Q: "How do I apply for a program?"
Q: "What are the tuition fees?"
Q: "Tell me about the university structure and governance"
Q: "What are the academic calendar dates for 2024?"
Q: "Explain the student rights and responsibilities"
Q: "Jakie są wymagania rekrutacyjne?"
Q: "Ile kosztuje czesne?"
Q: "Jakie są prawa studentów?"
Key settings can be modified in config.py:
# Chunking Settings
CHUNK_SIZE = 1000 # Characters per chunk
CHUNK_OVERLAP = 200 # Overlap between chunks
# Search Settings
TOP_K_RESULTS = 5 # Number of similar documents
SIMILARITY_THRESHOLD = 0.7 # Minimum similarity score
# Model Settings
OPENAI_MODEL = "gpt-3.5-turbo"
EMBEDDING_MODEL = "text-embedding-ada-002"
MAX_TOKENS = 1000
TEMPERATURE = 0.1 # Low for factual responsesRun the comprehensive test suite:
python test_chatbot.pyThis tests:
- ✅ System initialization
- ✅ PDF directory validation
- ✅ Document loading
- ✅ Chatbot queries
- ✅ System information
Use the chatbot programmatically:
from chatbot import WUEBChatbot
from data_loader import DataLoader
# Initialize
chatbot = WUEBChatbot()
data_loader = DataLoader()
# Load documents
data_loader.load_documents()
# Ask questions
result = chatbot.process_query("What are the admission requirements?")
print(result['response'])
print(f"Confidence: {result['confidence']}")- ✅ API keys stored in environment variables
- ✅ No sensitive data logged
- ✅ User queries validated
- ✅ Vector database stored locally
- ✅ PDF documents remain private
- Fork the repository
- Create a feature branch (
git checkout -b feature/amazing-feature) - Commit your changes (
git commit -m 'Add amazing feature') - Push to the branch (
git push origin feature/amazing-feature) - Open a Pull Request
This project is licensed under the MIT License - see the LICENSE file for details.

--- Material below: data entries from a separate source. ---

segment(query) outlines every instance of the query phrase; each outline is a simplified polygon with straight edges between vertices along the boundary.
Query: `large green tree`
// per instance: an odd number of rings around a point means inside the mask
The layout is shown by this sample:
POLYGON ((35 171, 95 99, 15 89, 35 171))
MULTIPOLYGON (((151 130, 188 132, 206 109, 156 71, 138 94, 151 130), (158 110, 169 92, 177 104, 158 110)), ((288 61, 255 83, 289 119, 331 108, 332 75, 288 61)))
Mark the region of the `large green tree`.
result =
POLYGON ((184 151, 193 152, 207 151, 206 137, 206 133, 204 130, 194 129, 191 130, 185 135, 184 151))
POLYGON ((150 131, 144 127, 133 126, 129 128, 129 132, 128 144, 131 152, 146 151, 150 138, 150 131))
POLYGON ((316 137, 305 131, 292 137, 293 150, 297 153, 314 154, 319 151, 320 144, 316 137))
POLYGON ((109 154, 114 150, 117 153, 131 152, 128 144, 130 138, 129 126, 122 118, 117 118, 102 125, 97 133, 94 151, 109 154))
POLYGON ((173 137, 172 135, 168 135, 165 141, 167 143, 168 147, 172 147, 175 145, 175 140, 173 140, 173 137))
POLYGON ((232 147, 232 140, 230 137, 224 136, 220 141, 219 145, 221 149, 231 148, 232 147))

- OpenAI for providing the embedding and language models
- ChromaDB for the vector database
- Streamlit for the web interface framework
- WUEB for the governing documents
For issues and questions:
- Check the USAGE_GUIDE.md
- Run
python test_chatbot.pyfor diagnostics - Review configuration in
config.py - Open an issue on GitHub
🎓 Ready to help with WUEB questions!